I am re-reading one of my favorite John Buchan adventures. Huntingtower is the first of three novels about the adventures of Dickson McCunn, my favorite among Buchan's protagonists. It can be found, nicely formatted, and available to be downloaded or read online, at Standard Ebooks. I just discovered that the BBC made a six-episode television video of the story and that it is available on YouTube. I haven't watched it and can't vouch for the quality. But I thoroughly enjoy the book, especially Buchan's descriptions, for instance:
It was such a day as only a Scots April can show. The cobbled streets of Kirkmichael still shone with the night’s rain, but the storm clouds had fled before a mild south wind, and the whole circumference of the sky was a delicate translucent blue. Homely breakfast smells came from the houses and delighted Mr. McCunn’s nostrils; a squalling child was a pleasant reminder of an awakening world, the urban counterpart to the morning song of birds; even the sanitary cart seemed a picturesque vehicle. He bought his ration of buns and ginger biscuits at a baker’s shop whence various ragamuffin boys were preparing to distribute the householders’ bread, and took his way up the Gallows Hill to the Burgh Muir almost with regret at leaving so pleasant a habitation. ....I will not dwell on his leisurely progress in the bright weather, or on his luncheon in a coppice of young firs, or on his thoughts which had returned to the idyllic. I take up the narrative at about three o’clock in the afternoon, when he is revealed seated on a milestone examining his map. For he had come, all unwitting, to a turning of the ways, and his choice is the cause of this veracious history.The place was high up on a bare moor, which showed a white lodge among pines, a white cottage in a green nook by a burnside, and no other marks of human dwelling. To his left, which was the east, the heather rose to a low ridge of hill, much scarred with peat-bogs, behind which appeared the blue shoulder of a considerable mountain. Before him the road was lost momentarily in the woods of a shooting-box, but reappeared at a great distance climbing a swell of upland which seemed to be the glacis of a jumble of bold summits. There was a pass there, the map told him, which led into Galloway. It was the road he had meant to follow, but as he sat on the milestone his purpose wavered. For there seemed greater attractions in the country which lay to the westward. Mr. McCunn, be it remembered, was not in search of brown heath and shaggy wood; he wanted greenery and the Spring. ....

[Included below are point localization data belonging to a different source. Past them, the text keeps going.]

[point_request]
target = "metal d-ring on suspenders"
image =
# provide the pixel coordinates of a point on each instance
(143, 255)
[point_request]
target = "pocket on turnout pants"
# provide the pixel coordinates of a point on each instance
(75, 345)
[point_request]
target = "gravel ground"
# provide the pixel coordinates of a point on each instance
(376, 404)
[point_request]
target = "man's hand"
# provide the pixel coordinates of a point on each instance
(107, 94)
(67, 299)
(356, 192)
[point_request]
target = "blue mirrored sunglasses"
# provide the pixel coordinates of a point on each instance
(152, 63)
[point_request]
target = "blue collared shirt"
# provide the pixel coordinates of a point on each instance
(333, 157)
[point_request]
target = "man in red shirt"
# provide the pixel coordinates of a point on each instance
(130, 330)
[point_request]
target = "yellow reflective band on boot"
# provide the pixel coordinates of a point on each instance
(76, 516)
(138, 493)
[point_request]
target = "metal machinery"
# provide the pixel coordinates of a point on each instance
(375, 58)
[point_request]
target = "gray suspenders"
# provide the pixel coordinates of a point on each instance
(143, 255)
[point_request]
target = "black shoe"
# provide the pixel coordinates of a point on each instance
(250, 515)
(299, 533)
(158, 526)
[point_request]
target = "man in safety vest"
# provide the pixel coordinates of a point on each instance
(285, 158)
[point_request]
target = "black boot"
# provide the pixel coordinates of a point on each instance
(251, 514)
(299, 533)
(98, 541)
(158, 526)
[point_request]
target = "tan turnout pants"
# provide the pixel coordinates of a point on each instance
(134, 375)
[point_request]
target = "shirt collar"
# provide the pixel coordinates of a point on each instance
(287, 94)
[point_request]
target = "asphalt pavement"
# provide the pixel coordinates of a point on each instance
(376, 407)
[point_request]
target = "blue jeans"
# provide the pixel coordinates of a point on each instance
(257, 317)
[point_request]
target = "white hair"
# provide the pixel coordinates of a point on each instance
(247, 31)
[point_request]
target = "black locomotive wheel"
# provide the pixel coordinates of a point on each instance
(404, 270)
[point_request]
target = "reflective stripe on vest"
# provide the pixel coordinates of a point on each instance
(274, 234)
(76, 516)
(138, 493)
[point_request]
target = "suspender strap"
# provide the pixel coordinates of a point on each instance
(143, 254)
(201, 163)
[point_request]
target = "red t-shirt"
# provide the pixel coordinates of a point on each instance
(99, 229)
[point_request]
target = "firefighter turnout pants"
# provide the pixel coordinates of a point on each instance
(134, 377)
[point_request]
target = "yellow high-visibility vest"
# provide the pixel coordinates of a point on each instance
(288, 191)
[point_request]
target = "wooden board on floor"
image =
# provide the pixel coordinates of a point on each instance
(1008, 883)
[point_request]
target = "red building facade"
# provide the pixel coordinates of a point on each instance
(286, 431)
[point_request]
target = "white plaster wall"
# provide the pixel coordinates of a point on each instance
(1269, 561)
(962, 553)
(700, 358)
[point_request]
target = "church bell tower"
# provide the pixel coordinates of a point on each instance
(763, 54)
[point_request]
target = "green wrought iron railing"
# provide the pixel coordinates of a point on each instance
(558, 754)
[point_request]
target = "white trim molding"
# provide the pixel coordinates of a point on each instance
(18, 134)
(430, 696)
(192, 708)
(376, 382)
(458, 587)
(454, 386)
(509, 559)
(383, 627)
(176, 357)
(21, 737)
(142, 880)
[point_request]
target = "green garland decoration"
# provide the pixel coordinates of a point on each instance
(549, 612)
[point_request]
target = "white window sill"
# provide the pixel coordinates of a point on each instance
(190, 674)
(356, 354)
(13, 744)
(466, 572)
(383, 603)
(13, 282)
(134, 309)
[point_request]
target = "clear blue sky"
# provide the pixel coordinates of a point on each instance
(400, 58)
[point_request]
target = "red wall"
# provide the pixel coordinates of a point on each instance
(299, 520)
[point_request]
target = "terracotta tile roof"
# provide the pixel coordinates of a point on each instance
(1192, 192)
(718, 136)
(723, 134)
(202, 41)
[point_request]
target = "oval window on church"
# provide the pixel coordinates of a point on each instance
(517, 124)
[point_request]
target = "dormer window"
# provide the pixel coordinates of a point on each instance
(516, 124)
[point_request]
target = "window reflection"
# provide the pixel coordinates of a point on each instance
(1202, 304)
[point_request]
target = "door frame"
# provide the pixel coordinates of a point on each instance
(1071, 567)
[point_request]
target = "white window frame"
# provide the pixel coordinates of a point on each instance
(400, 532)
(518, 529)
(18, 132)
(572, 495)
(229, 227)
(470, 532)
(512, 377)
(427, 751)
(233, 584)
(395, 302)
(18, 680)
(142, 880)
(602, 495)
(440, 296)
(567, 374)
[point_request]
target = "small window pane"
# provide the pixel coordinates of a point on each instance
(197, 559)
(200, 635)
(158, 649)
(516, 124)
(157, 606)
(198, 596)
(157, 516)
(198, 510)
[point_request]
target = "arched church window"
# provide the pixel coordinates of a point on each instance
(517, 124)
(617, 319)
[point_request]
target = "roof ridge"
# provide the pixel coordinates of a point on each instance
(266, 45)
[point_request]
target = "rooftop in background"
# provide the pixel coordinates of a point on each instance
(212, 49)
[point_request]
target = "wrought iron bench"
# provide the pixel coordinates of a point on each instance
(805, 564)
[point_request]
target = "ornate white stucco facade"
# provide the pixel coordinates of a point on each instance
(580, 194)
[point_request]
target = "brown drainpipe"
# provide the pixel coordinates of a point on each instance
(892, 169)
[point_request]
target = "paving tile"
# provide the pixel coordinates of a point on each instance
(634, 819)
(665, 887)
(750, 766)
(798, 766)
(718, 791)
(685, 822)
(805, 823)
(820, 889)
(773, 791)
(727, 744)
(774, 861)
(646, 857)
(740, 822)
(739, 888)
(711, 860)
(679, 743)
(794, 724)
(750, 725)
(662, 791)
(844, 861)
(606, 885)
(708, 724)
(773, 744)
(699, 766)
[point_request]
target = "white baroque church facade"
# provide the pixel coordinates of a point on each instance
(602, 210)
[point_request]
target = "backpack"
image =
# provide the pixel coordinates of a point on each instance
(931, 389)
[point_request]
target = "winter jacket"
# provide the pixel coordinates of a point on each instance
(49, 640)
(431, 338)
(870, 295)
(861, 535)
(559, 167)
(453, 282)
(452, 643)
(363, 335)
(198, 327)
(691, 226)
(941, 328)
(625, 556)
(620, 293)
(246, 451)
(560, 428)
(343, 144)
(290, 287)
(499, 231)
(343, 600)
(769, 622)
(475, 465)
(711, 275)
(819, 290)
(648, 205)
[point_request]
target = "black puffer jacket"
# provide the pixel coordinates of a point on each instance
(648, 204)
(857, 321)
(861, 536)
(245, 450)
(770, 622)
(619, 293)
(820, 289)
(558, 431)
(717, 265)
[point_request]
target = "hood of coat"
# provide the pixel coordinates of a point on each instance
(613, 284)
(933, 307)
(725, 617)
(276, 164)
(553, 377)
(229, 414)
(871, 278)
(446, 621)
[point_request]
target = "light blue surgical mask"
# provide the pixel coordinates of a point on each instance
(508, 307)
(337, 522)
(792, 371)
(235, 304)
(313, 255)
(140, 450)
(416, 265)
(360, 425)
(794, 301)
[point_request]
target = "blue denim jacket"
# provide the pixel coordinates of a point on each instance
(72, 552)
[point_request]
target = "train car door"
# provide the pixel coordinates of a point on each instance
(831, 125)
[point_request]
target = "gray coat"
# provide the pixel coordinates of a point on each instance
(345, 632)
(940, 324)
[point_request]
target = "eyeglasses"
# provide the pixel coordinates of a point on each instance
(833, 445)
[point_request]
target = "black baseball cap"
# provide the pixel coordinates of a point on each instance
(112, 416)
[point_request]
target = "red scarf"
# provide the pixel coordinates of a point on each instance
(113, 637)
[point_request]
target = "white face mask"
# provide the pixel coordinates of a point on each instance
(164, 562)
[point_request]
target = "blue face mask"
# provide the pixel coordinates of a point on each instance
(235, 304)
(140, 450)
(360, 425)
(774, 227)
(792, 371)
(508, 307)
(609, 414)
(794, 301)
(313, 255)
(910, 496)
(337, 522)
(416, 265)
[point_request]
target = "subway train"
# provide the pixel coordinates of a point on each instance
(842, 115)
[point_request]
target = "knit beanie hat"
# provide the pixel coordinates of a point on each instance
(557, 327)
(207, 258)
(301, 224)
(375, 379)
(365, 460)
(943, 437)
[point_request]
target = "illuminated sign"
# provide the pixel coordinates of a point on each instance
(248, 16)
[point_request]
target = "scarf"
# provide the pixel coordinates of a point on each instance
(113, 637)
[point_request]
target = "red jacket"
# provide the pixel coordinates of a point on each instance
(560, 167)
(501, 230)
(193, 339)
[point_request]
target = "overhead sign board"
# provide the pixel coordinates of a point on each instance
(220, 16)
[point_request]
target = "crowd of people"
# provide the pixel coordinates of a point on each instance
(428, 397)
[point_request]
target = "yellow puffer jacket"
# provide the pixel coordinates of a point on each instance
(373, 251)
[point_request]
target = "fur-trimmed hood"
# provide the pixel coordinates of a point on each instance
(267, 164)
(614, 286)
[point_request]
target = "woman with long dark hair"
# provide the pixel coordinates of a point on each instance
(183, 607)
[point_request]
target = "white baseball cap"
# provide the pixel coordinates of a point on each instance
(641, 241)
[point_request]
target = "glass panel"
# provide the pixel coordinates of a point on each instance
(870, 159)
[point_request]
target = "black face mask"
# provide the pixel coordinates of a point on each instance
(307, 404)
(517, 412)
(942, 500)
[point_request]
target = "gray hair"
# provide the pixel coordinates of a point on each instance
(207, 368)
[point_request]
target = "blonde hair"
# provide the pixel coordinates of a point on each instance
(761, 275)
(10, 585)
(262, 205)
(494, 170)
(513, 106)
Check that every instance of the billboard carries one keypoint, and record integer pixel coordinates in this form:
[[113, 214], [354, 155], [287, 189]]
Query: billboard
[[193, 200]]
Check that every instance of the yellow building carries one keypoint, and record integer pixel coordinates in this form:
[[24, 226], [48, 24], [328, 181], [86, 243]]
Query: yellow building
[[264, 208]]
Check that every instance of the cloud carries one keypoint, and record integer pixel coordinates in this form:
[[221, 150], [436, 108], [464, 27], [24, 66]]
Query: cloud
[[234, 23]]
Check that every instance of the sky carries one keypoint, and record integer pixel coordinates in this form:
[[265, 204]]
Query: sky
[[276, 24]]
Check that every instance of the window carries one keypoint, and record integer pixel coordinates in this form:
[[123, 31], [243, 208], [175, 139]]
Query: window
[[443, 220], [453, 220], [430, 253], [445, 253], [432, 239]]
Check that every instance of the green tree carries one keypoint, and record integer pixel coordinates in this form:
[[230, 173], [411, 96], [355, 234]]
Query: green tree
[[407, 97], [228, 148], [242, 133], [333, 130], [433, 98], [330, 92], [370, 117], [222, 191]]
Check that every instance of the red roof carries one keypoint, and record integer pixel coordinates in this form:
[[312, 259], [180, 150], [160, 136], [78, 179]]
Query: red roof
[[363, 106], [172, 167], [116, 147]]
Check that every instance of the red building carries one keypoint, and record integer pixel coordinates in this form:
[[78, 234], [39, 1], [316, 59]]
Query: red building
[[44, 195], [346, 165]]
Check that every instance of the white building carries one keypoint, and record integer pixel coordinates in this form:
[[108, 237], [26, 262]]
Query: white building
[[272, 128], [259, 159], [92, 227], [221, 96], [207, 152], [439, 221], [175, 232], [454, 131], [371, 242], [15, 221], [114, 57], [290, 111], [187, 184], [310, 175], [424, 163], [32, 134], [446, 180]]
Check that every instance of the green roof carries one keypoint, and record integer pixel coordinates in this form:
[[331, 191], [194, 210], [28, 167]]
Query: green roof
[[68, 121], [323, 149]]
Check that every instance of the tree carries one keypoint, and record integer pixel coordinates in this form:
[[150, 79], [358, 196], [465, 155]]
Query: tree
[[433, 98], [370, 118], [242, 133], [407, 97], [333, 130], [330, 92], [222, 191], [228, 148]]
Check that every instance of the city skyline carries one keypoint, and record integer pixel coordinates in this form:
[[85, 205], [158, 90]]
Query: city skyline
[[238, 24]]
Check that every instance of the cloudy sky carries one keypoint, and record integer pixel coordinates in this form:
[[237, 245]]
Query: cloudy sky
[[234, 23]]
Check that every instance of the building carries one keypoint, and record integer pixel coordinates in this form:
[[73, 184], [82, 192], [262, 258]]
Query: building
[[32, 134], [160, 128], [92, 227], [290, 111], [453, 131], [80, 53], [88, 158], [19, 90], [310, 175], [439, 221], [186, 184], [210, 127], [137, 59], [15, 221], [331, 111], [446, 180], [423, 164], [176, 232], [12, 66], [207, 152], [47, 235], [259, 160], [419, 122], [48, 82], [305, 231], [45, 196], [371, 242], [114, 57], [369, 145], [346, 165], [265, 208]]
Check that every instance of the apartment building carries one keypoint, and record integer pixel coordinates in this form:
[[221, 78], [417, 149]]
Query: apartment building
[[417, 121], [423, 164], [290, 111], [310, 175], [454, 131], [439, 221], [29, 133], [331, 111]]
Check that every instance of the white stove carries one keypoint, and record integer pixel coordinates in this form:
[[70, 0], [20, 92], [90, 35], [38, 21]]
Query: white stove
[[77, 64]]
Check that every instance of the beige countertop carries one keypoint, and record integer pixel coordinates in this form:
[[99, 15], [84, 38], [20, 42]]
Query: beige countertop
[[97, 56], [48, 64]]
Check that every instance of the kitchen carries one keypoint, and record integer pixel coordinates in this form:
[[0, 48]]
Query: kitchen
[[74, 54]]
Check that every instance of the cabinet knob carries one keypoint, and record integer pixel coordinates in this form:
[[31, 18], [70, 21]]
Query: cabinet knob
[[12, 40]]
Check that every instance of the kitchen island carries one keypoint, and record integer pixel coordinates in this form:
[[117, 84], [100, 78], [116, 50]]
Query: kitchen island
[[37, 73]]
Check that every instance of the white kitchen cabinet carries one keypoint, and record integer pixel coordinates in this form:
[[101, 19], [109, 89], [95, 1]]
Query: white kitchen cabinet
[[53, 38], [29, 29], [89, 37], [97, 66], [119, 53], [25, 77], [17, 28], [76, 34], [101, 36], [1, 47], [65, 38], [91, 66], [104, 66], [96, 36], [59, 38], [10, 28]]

C.S. Lewis particularly liked Buchan's ability to describe the safe and homely—if only temporary—havens from danger that his heroes would discover.
A quarter of an hour later the two travelers, having been introduced to two spotless beds in the loft, and having washed luxuriously at the pump in the backyard, were seated in Mrs. Morran’s kitchen before a meal which fulfilled their wildest dreams. She had been baking that morning, so there were white scones and barley scones, and oaten farles, and russet pancakes. There were three boiled eggs for each of them; there was a segment of an immense currant cake (“a present from my guid brither last Hogmanay”); there was skim-milk cheese; there were several kinds of jam, and there was a pot of dark-gold heather honey. “Try hinny and aitcake,” said their hostess. “My man used to say he never fund onything as guid in a’ his days.”